With the internet playing a crucial role in how so many companies do business, how can we defend businesses from cyberattacks by rogue nations like North Korea or Iran?
Measuring deterrence is critical, says the U.S. Chamber.
“Deterrence and norms need to be part of a new U.S. cybersecurity strategy,” write Ann Beauchesne, senior vice president, and Matthew Eggers, executive director, cybersecurity policy at the U.S. Chamber.
In a letter to the National Institute of Standards and Technology (NIST) commenting on a proposed update to its Framework for Improving Critical Infrastructure Cybersecurity, Beauchesne and Eggers offer three examples of how metrics can be used to deter cyberattacks.
1. Locating Where Cyberattacks Come From
First, metrics could be used to better pinpoint the geographic origins of cyberattacks. While attribution is a challenge, it is far from impossible. Prominent cyber authorities agree that certain foreign powers or their proxies represent high-end threats against the business community and the United States. Among the goals worth pursing include reducing the number of safe havens from which malicious actors can launch attacks against American interests with impunity.
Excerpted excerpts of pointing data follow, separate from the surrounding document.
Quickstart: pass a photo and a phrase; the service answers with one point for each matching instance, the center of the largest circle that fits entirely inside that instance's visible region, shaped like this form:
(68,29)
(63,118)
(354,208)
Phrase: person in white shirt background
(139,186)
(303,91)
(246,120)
There is no disincentive to being a cybercriminal that attacks U.S. industry from certain countries around the world. Recalcitrant governments too frequently will not help the U.S. government round up bad actors and turn them over to the FBI and/or the Secret Service.
2. Measuring Investigation Efforts
Second, metrics could help stakeholders understand the relationship between attacks that businesses report to the government and the number of attacks that are investigated, attributed, and prosecuted. A low ratio suggests that an inadequate amount of government resources are being devoted to disrupting bad actors, which the Chamber has communicated to the Cybersecurity Forum for Independent and Executive Branch Regulators, among others.
3. Bringing Cybercriminals to Justice
Third, the United States has issued several high-profile indictments against foreign hackers in recent years. For example, in March 2016, seven Iranians allegedly working on behalf of the Iranian government were indicted for a series of cybercrimes that cost U.S. financial institutions tens of millions of dollars and compromised critical controls of a New York dam, according to an FBI announcement.
It is unclear if the indicted individuals will ever be brought to justice. Metrics could demonstrate if deterrence—essentially dissuading bad actors from hacking businesses because they believe that the costs to them will exceed their expected benefit—is having the intended effect.
Just as data and metrics are being used inside companies to strengthen computer networks from attacks, the government should use metrics to determine if its efforts are adequately discouraging cyberattacks and making cyberspace safer for American companies and consumers.